There is a scene in Will Smith’s latest blockbuster, where the film’s misunderstood superhero threatens to insert a prison inmate’s head up another inmate’s … well, back entrance. That he does it is no surprise, as we’ve already spent half-an-hour in this foul-mouthed, unhinged, alcoholic hero’s presence. It’s that director Peter Berg feels the need to SHOW it that truly left me unsettled. I don’t know what to tell you except, yes, it looks exactly as you would imagine. Strangely, that scene is this film in a nutshell: Funny, exciting and full of new ideas. But then we see too much, and it becomes tragic, and oddly haunting.
I think I’ve started this review wrong – however, this is a very difficult film to talk about. It is not the goofball superhero comedy implied by the trailer; well certainly not after the first half hour. To truly look at what is wrong and what is right with this movie would mean spoiling the (for lack of a better word) “twist” that comes halfway through, and I’m not willing to do that.

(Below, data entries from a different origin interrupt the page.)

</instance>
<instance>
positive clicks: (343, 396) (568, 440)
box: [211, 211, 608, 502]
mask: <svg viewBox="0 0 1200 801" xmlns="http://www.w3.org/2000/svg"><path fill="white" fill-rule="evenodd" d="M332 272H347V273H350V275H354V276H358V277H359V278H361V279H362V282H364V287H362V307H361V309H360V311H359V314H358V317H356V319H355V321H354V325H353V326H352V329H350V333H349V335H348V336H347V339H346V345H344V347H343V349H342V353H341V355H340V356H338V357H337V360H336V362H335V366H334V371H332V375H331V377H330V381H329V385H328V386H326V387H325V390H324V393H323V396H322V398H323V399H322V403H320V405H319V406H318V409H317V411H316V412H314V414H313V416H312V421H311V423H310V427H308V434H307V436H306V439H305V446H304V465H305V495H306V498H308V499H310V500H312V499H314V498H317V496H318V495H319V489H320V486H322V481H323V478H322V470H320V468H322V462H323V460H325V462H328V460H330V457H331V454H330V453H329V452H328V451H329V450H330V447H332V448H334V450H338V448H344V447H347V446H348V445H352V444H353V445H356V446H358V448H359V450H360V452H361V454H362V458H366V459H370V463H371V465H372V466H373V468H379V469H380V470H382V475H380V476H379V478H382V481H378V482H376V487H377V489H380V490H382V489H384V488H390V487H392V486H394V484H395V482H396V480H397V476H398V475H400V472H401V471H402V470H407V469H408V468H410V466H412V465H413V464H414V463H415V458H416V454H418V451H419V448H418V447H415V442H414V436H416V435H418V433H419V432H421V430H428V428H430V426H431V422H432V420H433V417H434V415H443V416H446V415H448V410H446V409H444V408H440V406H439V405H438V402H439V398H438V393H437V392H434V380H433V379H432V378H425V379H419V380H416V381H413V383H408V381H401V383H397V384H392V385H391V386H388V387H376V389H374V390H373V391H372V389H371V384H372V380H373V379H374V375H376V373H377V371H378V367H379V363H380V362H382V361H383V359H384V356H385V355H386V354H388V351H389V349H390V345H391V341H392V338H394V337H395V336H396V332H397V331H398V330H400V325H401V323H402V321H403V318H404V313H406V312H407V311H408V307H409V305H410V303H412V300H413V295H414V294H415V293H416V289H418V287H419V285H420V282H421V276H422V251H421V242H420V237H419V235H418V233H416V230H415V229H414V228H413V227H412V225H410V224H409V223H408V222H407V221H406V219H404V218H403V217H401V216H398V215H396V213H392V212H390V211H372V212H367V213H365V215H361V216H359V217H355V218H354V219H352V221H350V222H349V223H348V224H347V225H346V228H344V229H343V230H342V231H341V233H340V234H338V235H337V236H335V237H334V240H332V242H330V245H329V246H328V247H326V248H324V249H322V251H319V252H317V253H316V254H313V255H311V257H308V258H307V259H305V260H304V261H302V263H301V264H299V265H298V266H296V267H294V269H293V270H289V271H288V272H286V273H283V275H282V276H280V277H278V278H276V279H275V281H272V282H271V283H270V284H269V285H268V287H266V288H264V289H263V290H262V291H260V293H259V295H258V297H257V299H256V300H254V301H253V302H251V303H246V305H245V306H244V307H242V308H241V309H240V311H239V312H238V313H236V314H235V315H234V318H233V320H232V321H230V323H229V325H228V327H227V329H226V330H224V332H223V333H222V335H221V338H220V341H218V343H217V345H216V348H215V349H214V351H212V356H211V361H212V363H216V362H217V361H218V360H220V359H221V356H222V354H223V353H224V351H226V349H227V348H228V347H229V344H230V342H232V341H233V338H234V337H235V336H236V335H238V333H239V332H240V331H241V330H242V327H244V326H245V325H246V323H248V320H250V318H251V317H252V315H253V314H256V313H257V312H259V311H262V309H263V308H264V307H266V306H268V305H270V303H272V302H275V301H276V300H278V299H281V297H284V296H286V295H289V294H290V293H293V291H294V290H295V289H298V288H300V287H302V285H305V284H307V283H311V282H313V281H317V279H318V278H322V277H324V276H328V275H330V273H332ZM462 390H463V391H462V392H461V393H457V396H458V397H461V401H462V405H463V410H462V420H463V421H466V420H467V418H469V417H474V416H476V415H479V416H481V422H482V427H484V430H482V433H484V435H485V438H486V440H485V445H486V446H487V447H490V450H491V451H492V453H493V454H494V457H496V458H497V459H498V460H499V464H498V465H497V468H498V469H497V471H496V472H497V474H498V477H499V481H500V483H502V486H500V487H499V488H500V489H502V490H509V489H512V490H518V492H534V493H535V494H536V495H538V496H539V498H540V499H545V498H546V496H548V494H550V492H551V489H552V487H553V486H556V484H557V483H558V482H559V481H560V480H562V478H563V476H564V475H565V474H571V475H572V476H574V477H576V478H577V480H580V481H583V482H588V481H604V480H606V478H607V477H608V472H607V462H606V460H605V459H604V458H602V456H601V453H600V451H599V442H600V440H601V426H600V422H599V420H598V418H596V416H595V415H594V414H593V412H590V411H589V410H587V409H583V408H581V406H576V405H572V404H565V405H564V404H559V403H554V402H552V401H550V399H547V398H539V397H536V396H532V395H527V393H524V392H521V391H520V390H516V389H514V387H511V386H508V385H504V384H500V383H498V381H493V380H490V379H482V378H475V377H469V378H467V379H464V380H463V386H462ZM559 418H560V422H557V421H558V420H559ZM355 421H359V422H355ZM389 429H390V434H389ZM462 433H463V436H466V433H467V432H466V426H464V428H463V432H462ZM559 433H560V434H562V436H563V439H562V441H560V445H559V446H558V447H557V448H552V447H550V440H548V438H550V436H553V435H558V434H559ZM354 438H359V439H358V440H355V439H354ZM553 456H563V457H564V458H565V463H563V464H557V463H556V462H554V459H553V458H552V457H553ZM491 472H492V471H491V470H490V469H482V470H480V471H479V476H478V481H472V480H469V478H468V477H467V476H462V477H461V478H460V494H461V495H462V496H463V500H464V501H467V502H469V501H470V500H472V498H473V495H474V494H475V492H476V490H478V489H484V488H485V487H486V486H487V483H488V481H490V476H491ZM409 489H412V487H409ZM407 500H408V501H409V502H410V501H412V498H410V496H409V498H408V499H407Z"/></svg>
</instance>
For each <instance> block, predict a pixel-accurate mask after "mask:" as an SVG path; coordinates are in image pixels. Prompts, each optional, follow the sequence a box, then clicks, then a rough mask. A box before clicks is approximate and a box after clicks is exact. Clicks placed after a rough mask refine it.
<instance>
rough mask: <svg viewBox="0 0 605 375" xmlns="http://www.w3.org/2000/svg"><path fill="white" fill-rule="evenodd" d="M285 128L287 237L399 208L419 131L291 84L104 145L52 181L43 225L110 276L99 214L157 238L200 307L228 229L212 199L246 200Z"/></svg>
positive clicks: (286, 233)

Anyway, Smith plays John Hancock, a Los Angeles vagrant with amazing superpowers. Although he wants to help people, he leaves a greater trail of destruction than any criminal could attempt to imagine. Then he saves the life of Ray Embrey (Bateman), a bleeding-heart PR man who wants to reinvent Hancock’s image and remind L.A. how lucky they are to have their very own superhero. Eventually, Hancock meet’s Ray’s wife Mary (Theron), and she DEFINITELY doesn’t want him around.
And then the film takes a major left turn from which it never returns. Whether you enjoy this movie or not will depend on how willing you are to follow the major plot developments in the third act. I, for one, was willing to accept the plot shift, although I would not be surprised if many others don’t. I have a sad feeling that Hancock, the story of the misunderstood and hated hero, will become the misunderstood and hated film of 2008.
The cast is certainly not to blame. Smith is probably the most bankable star in Hollywood right now, and he never phones it in. He gives a nuanced performance as John Hancock, just as he did in I Am Legend last year. Jason Bateman is given a part slightly closer to that leading man role he really deserves, and Charlize Theron is fine, despite her sorely underwritten character.
The script is surprisingly good considering the usual thoughtless superhero fodder. Originally written in 1996 by Vy Vincent Ngo under the title Tonight, He Comes, the film has been through countless rewrites and re-edits to the final version we’ve got today. Considering this, it’s no surprise the ending lacks cohesion – but as a whole, it holds up surprisingly well.
The problem is unfortunately with director Peter Berg, who filmed this straight after making The Kingdom … and it shows. The uncomfortable close-ups, the odd shifts in tone – he carries these flaws like calling cards, constantly reminding us whenever the film falls flat, that he is directly to blame.
But I’m not going to hate on the movie anymore, because I’m sure the internet will be flooded with anti-Hancock sentiment over the next few weeks. The truth is, I really liked this movie, despite its obvious problems. I guess it was just nice to see a film that didn’t try to be like anything else, and really shot for the stars. Even though it failed, you’ve still got to admire the despised superhero who still tries to save the world.
And if you’re still not willing to forgive Hancock, and least there is the scene where he shoves a guy’s head up another guy’s butt.